(HOST) We’re about to mark the anniversary of a spectacular speech by a little-known Illinois politician that, according to commentator Peter Gilbert, made him president.
(GILBERT) In the afternoon 150 years ago this Saturday, Abraham Lincoln, a former one-term Congressman, sat in photographer Mathew Brady’s New York studio and had his picture taken; the result was an iconic portrait. That evening, at Cooper Union Hall, Lincoln gave a brilliant speech with just the right message, at just the right moment. He would later say that Brady’s photo and the Cooper Union speech made him President. The photo appeared everywhere, and the speech positioned Lincoln as an alternative if, before Republican national convention in Chicago, the frontrunner for his party’s nomination faltered, which New York’s Senator William Seward did.

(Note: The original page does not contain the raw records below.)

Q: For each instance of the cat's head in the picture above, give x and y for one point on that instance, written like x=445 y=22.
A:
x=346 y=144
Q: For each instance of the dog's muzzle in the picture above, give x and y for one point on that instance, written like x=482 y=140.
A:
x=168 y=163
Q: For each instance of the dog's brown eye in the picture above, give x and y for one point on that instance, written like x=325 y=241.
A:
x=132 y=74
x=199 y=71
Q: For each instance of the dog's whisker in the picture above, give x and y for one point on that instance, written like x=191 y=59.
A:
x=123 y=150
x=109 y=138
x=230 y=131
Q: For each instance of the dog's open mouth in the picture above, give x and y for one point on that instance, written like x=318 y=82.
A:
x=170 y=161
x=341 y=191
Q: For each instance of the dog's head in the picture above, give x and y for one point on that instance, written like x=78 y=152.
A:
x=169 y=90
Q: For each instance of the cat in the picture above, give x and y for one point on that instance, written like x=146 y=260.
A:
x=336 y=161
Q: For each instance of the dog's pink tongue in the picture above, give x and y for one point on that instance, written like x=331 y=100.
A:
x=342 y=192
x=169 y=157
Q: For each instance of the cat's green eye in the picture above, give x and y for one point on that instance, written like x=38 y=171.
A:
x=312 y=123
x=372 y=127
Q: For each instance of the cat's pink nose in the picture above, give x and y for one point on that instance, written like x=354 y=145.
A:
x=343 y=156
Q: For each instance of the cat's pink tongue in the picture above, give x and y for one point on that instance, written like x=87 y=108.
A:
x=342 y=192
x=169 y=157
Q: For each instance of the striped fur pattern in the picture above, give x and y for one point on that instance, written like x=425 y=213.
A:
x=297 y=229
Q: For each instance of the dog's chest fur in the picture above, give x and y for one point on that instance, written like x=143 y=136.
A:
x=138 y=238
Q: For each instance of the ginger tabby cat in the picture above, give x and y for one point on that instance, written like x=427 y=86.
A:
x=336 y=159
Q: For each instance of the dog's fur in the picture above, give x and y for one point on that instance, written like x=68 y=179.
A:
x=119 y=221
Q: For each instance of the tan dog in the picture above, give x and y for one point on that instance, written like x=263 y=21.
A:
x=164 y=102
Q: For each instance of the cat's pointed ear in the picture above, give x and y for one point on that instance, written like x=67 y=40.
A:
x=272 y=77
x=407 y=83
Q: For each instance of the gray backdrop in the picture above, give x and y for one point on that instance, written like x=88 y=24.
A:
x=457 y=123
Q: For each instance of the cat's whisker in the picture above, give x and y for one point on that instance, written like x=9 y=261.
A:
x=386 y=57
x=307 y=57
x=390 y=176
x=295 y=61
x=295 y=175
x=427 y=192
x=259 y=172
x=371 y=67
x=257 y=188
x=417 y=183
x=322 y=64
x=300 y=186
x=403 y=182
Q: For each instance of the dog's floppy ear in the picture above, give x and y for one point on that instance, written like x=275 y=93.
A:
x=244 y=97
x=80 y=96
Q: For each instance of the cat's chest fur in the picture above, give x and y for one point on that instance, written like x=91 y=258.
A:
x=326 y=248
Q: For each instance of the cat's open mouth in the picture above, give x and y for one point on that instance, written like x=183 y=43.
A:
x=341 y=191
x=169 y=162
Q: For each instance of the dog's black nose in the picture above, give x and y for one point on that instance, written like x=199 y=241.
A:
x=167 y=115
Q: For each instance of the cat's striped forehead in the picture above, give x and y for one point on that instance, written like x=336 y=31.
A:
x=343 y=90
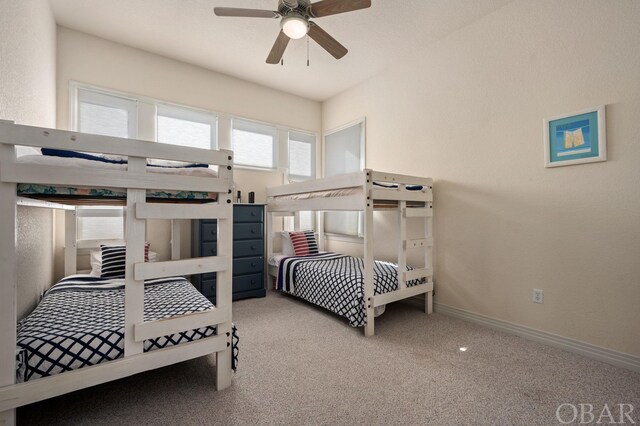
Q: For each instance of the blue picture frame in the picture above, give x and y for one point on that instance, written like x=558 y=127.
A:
x=576 y=138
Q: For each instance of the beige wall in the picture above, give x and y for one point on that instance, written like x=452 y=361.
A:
x=87 y=59
x=468 y=111
x=27 y=96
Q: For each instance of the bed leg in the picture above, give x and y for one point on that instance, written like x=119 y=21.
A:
x=223 y=369
x=428 y=302
x=8 y=417
x=369 y=328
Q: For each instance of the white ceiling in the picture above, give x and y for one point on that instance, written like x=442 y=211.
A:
x=187 y=30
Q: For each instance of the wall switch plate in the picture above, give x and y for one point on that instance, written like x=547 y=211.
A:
x=538 y=296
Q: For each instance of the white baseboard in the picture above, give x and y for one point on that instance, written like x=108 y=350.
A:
x=609 y=356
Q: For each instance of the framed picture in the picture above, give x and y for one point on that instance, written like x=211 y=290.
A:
x=575 y=138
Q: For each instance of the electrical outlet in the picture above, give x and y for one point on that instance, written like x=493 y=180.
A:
x=538 y=296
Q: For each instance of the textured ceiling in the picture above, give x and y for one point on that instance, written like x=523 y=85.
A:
x=187 y=30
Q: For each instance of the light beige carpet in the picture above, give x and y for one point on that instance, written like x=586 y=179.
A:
x=302 y=365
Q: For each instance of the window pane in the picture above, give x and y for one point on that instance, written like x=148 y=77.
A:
x=253 y=144
x=343 y=154
x=301 y=155
x=185 y=127
x=103 y=120
x=299 y=158
x=103 y=223
x=108 y=115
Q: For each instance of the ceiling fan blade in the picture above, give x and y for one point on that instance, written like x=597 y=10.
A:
x=332 y=7
x=327 y=42
x=278 y=48
x=245 y=13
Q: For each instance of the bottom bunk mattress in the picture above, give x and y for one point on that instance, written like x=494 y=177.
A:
x=336 y=282
x=80 y=322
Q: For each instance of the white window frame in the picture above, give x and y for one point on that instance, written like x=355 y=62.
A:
x=247 y=126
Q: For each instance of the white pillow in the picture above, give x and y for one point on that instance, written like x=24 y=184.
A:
x=95 y=259
x=287 y=245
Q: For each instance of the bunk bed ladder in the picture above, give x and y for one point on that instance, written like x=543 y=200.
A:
x=425 y=244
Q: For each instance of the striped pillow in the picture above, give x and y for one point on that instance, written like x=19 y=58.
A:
x=304 y=242
x=113 y=260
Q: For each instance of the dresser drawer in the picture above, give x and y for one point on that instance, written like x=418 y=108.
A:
x=247 y=231
x=248 y=265
x=248 y=248
x=209 y=249
x=247 y=213
x=209 y=231
x=247 y=282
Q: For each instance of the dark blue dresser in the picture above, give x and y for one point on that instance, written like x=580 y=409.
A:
x=248 y=252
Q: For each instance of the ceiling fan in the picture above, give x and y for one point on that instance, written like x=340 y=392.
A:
x=295 y=22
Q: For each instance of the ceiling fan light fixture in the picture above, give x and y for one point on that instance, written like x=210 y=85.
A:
x=295 y=26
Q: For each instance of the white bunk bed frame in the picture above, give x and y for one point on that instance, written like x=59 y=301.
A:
x=409 y=204
x=136 y=180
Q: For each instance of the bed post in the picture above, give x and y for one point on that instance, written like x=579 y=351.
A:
x=70 y=242
x=176 y=226
x=8 y=285
x=134 y=289
x=402 y=241
x=368 y=256
x=224 y=277
x=428 y=253
x=320 y=227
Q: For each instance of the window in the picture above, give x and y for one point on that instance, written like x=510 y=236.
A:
x=186 y=127
x=254 y=144
x=100 y=223
x=105 y=114
x=344 y=153
x=302 y=158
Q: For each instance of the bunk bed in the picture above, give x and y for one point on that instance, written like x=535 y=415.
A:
x=151 y=337
x=371 y=284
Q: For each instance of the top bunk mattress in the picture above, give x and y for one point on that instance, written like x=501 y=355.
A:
x=109 y=195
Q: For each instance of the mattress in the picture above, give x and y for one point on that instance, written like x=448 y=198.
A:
x=80 y=322
x=57 y=192
x=336 y=282
x=343 y=192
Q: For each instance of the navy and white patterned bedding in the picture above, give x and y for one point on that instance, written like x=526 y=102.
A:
x=80 y=322
x=336 y=282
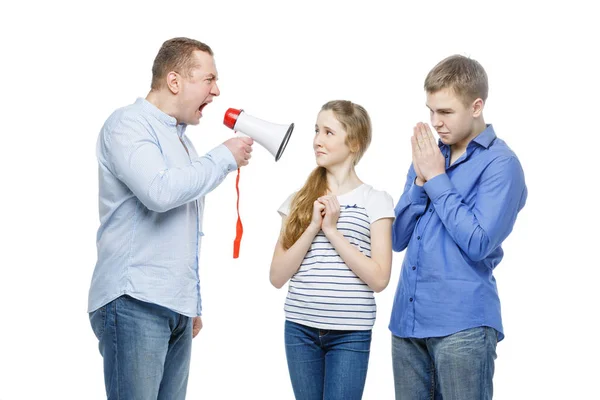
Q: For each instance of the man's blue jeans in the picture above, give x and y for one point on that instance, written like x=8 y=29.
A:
x=327 y=364
x=454 y=367
x=146 y=350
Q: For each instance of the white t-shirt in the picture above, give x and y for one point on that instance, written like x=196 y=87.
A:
x=324 y=293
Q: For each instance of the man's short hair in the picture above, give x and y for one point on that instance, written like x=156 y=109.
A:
x=465 y=76
x=175 y=55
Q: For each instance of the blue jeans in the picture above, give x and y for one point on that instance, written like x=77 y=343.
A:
x=326 y=364
x=146 y=350
x=454 y=367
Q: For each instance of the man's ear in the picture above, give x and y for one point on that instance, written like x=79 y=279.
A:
x=477 y=107
x=173 y=82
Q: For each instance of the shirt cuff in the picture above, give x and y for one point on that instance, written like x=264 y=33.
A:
x=438 y=185
x=223 y=157
x=417 y=194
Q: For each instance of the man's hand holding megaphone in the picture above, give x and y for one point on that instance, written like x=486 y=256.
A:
x=240 y=147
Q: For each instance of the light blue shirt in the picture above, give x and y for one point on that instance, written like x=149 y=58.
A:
x=151 y=199
x=454 y=226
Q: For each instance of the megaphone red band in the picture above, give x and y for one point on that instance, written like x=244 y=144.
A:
x=239 y=229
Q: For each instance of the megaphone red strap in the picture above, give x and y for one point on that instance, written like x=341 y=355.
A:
x=239 y=229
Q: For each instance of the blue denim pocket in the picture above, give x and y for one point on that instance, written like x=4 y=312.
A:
x=98 y=321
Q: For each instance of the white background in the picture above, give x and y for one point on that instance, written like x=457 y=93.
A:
x=65 y=67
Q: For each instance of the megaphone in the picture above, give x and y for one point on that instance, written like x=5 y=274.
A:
x=273 y=137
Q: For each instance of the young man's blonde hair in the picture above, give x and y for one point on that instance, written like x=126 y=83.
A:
x=175 y=55
x=465 y=76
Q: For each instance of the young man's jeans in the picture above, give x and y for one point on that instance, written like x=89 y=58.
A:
x=146 y=350
x=327 y=364
x=455 y=367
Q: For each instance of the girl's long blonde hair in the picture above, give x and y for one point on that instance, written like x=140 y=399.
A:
x=355 y=120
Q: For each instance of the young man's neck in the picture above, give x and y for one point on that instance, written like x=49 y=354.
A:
x=459 y=148
x=163 y=101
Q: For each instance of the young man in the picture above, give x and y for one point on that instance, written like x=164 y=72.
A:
x=460 y=202
x=144 y=300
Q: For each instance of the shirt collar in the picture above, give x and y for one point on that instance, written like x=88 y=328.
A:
x=484 y=139
x=160 y=115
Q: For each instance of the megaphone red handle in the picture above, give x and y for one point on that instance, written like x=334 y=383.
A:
x=239 y=229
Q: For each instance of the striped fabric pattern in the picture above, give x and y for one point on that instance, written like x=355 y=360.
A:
x=324 y=293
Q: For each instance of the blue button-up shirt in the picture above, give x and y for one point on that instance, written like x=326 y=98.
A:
x=151 y=199
x=454 y=226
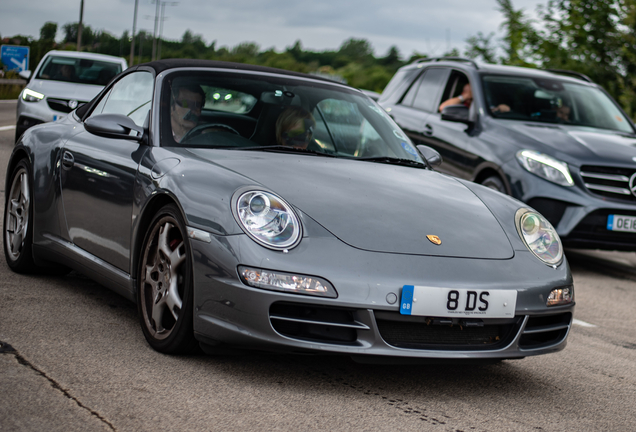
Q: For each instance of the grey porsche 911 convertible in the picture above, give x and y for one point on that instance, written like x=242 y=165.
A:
x=247 y=207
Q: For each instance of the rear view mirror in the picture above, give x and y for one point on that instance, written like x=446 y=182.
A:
x=431 y=155
x=114 y=126
x=456 y=113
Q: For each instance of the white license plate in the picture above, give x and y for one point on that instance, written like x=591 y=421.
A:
x=453 y=302
x=621 y=223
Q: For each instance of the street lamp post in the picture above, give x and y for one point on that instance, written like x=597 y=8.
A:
x=79 y=27
x=154 y=34
x=132 y=44
x=163 y=10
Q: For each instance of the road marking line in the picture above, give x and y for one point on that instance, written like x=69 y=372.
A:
x=582 y=323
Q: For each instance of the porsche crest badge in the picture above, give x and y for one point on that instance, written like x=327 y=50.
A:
x=434 y=239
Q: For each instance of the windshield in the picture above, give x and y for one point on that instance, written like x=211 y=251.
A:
x=552 y=101
x=76 y=70
x=221 y=110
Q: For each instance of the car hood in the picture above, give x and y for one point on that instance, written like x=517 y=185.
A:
x=579 y=145
x=377 y=207
x=64 y=90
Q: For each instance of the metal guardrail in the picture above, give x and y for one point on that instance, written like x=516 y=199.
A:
x=12 y=82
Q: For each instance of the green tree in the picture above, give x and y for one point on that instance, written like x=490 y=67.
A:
x=520 y=38
x=70 y=34
x=480 y=47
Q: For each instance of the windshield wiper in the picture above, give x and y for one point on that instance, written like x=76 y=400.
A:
x=285 y=149
x=394 y=161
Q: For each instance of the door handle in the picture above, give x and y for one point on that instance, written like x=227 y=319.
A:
x=67 y=160
x=428 y=130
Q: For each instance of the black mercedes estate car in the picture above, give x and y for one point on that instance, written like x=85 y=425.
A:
x=552 y=139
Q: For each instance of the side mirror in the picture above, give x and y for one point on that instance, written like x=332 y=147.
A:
x=431 y=155
x=114 y=126
x=456 y=113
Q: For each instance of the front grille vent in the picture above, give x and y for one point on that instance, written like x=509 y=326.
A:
x=546 y=330
x=446 y=334
x=609 y=182
x=62 y=105
x=316 y=323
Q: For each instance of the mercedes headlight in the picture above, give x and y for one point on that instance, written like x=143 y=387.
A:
x=539 y=236
x=545 y=167
x=268 y=219
x=29 y=95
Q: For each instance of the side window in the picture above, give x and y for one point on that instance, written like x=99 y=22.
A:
x=428 y=93
x=341 y=127
x=455 y=85
x=398 y=85
x=410 y=95
x=130 y=96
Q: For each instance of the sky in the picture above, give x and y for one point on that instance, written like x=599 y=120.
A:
x=429 y=27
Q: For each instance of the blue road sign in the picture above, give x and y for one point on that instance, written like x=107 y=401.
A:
x=15 y=57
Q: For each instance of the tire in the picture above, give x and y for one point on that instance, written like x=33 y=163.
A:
x=164 y=288
x=17 y=225
x=495 y=183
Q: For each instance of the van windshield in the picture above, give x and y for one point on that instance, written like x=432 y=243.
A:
x=552 y=101
x=76 y=70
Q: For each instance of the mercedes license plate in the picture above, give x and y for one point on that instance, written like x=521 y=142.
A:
x=454 y=302
x=621 y=223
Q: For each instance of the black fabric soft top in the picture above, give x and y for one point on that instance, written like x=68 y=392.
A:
x=162 y=65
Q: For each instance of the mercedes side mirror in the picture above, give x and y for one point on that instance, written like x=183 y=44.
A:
x=456 y=113
x=114 y=126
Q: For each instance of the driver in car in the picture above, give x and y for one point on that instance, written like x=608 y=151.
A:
x=185 y=108
x=295 y=127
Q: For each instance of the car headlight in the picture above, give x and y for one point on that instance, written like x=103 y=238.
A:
x=539 y=236
x=560 y=296
x=268 y=219
x=29 y=95
x=286 y=282
x=545 y=167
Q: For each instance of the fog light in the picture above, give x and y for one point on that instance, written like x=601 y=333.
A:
x=559 y=296
x=286 y=282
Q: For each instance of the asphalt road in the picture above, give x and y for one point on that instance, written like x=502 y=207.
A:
x=73 y=358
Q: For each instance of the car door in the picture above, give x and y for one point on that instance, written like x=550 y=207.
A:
x=412 y=112
x=453 y=140
x=98 y=175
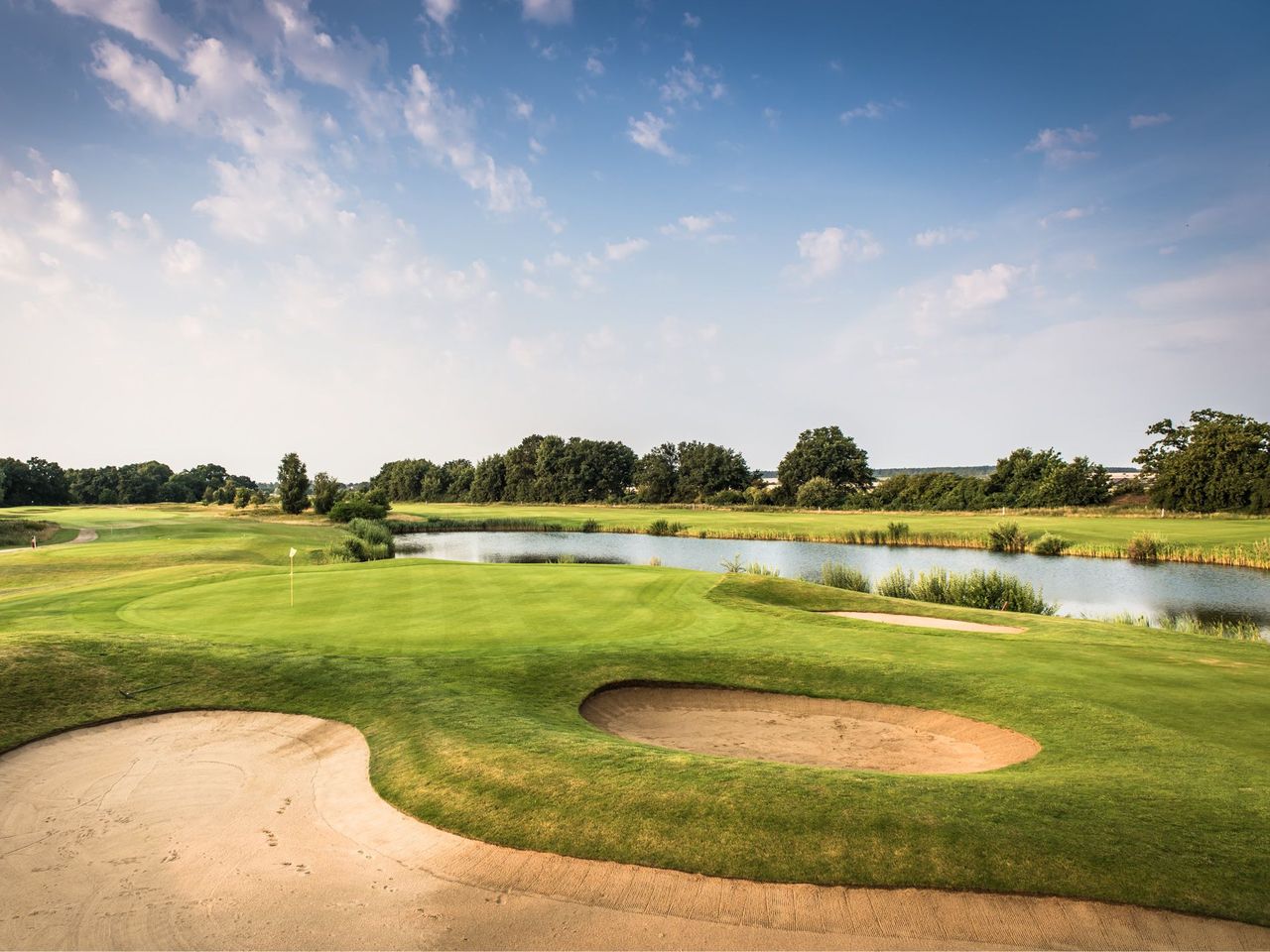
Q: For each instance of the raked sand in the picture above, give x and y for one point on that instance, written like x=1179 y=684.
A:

Lincoln’s Cooper Union speech was quite different from what would make for a hugely successful speech today: the speech was long – ninety minutes – reasoned, learned, tightly argued with heavy reliance on historical detail.
But Lincoln did use as a refrain Democratic Senator Stephen Douglas’s assertion that the Founding Fathers understood slavery "as well as, or better, than we do," – with devastating rhetorical effect. While he acknowledged that the Constitution barred the government from tampering with slavery where it existed, he examined the views of the 39 signers of the Constitution, and noted that 21 of them clearly believed that slavery could be barred – and should be barred – from the territories; indeed he added that probably all but three of the signers agreed. And so, as Lincoln scholar Harold Holzer notes, Lincoln argued that it was Republicans, not Democrats, who were the true heirs to the founding fathers. Lincoln asserted that his position on slavery was the same as the founders’, who considered slavery "an evil not to be extended, but to be tolerated and protected only" where it had to be.
Lincoln chastised Southerners for saying that if a Republican were elected President, they’d secede, and it would be Republicans’ fault – and for insisting that they have their way in interpreting the Constitution – or they’d dismantle the Union. "Rule or ruin," he called it.
Finally, he encouraged fellow Republicans to accommodate the South where they could. But, he said, only one thing will convince the South that the North will let them alone – and that was that the North "cease to call slavery wrong, and join them in calling it right." That Lincoln was unwilling to do, either in word or deed. He concluded his speech, saying, "Let us have faith that right makes might; and in that faith let us, to the end, dare to do our duty, as we understand it."
When he finished, the audience went crazy; an immediate success, the speech was widely printed in newspapers and as campaign literature. He had proven himself a sophisticated thinker, forceful advocate, and compelling moderate candidate – a Presidential contender.